26 de fevereiro de 2011

Três verões rosas

Igual a tantas tardes de Verão, aquela chegou zunindo, fritando baixo o asfalto. Os dois estavam há mais de uma, talvez até duas horas na sala com aquele ventiladorzinho girando.

Ele na janela, observando, sempre um lado ou outro, o céu depois de um tempo e as próprias mãos para não perder o hábito.
Ela sentada, revirando arquivos, comentando algo a cada minuto e rindo.

Os dois riam e viviam toda aquela extrema alegria de uma convivência comum de duas histórias desiguais. Ajudavam-se e matavam-se, como todos.

Foi ela, claro, que veio com a pergunta, fazia-a constantemente, porque o estado dele era esse que colocava-a em dúvida e hesitante, querendo saber, querendo ajudar e mesmo assim chegava ali no cantinho e dizia: o que foi?

Viu a mesa e ela. Ambas paradas como uma coisa só, mas ela brilhava estática e decidida, a mesa era só cenário. Não respondeu; daí respondeu muito baixo um "nada", aumentou um assunto sem querer, às vezes inventava algo quando não sabia o que mais fazer para colocar a resposta ali no lugar que deveria.

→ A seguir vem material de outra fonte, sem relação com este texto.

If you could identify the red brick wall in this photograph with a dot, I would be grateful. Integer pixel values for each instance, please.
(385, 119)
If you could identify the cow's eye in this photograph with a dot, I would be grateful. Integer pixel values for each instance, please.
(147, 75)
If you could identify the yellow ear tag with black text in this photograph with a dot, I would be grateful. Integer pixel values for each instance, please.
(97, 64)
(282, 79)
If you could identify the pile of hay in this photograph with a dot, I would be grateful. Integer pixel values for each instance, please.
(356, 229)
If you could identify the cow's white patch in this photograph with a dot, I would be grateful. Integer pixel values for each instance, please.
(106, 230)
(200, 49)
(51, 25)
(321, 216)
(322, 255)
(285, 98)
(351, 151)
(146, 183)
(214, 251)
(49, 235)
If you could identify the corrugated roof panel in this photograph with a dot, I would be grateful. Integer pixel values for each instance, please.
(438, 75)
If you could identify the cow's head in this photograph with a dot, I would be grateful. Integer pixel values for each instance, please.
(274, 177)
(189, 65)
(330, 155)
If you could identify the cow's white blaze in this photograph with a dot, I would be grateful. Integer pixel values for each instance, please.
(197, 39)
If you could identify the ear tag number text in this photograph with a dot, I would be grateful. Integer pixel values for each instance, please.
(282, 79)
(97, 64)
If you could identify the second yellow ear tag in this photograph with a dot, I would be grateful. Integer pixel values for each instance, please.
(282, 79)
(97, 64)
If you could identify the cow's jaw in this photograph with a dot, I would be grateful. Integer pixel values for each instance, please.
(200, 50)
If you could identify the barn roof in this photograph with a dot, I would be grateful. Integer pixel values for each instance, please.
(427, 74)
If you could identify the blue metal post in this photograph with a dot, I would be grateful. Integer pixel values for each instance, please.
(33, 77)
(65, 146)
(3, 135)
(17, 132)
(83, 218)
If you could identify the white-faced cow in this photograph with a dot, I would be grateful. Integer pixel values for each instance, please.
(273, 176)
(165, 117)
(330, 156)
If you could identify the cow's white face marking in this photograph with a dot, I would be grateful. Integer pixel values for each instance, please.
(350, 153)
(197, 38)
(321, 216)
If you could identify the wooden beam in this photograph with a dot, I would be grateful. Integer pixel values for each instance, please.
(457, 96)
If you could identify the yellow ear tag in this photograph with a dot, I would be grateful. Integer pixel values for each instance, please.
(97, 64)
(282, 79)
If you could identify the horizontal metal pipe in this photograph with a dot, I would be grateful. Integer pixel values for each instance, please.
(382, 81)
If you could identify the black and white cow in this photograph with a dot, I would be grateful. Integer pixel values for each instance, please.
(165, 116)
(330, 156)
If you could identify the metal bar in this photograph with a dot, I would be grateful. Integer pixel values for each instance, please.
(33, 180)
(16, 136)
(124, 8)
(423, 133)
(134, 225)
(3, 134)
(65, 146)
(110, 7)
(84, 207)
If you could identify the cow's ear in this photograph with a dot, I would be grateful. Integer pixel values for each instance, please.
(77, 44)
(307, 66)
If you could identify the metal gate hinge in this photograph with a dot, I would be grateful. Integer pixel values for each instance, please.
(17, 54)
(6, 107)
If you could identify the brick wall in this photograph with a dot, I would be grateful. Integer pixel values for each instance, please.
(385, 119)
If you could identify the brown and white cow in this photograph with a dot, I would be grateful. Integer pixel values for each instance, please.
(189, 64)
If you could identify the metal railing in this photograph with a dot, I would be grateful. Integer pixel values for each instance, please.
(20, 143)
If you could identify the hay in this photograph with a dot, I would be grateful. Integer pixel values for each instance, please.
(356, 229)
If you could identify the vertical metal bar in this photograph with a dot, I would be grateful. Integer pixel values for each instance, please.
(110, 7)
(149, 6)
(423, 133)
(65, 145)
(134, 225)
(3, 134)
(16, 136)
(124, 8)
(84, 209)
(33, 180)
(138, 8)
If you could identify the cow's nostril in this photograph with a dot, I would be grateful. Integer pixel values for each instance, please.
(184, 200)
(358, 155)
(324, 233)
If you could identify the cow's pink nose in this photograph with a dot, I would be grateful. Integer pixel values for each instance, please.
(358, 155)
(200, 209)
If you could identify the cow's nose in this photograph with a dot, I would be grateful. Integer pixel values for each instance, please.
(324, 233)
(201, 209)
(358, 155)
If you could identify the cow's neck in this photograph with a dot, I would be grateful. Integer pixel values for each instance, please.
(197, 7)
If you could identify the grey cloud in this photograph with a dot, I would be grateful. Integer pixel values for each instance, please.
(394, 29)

Ela desviou o olhar suspirando. Já tinha entendido o recado, e sabia quais desejos estavam na cabeça dura do rapaz na janela. Embora preocupada, o alívio chegou na hora certa, quando ele...

- Onde vamos almoçar?

12 de fevereiro de 2011

Monólogo do homem que era um enigma

Esta noite usei como desculpa uma xícara de café. Estreita, mas funda, como os olhos de um amante embriagado, nela não encontrei qualquer resposta, talvez uma única pergunta: se não gostas de mim, por que me provas? E digo que não sei a razão deste pequeno hábito. Pode ser o calor, o conforto e até mesmo o segredo que cada xícara possui que me faz querê-las. Minto, sei que lido com elas como faço com afetos. Esqueço que são feitos de paciência e dedicação. Ignoro o sentimento daquilo que vislumbro como possível autoprogresso diante do obstáculo: minha mente difusa.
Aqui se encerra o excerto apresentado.